While the top universities are accessible only to the most outstanding students, the vast majority of institutions accept students with average or even below-average records, making college a possibility for most people, assuming they can overcome financial constraints.

In fact, most U.S. students go on to college after high school. The percentage reached its highest level ever in 2009 when 70 percent of high school graduates ages 16 to 24 were enrolled in an institution of higher education.4 From the 1950s through the 1970s, barely one-half of high school graduates went to college, but both high school graduation rates and college attendance have increased since then.

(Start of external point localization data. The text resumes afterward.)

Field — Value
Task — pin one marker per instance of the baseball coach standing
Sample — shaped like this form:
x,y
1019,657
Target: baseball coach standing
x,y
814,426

Data from the U.S. Census Bureau illustrate the financial value of completing higher education—which rises incrementally with each level (see figure). In 2008, a man with a professional degree, typically in law or medicine, earned about $100,000, compared with about $31,000 for a male high school graduate. A doctoral degree brings higher incomes than the next level down, a master's degree. Even a two-year associate degree confers an income advantage for both men and women, and seems to validate the entreaties by teachers and parents for U.S. schoolchildren to work toward college, even if they are not destined for the Ivy League.


Mary Mederios Kent is senior demographic writer at the Population Reference Bureau.


References

  1. Jennie E. Brand and Yu Xie, "Who Benefits Most From College? Evidence for Negative Selection in Heterogeneous Economic Returns to Higher Education," American Sociological Review 75, no. 2 (2010): 273-302.
  2. U.S. Census Bureau, "Current Population Survey, Annual Social and Economic Supplements, Table P-16: Educational Attainment—People 25 Years Old and Over by Median Income and Sex: 1991 to 2008," accessed at www.census.gov/hhes/www/income/data/historical/people/p16.xls, on Sept. 9, 2010.
  3. L.G. Knapp, J.E. Kelly-Reid, and S.A. Ginder, Postsecondary Institutions and Price of Attendance in the United States: Fall 2009, Degrees and Other Awards Conferred: 2008-09, and 12-Month Enrollment: 2008-09 (Washington, DC: National Center for Education Statistics, 2010), accessed at http://nces.ed.gov/prbsearch, on Aug. 31, 2010.
  4. Bureau of Labor Statistics, The Editor's Desk: College Enrollment Up Among 2009 High School Grads (April 28, 2010), accessed at www.bls.gov/opub/ted/2010/ted_20100428_data.htm, on Sept. 9, 2010.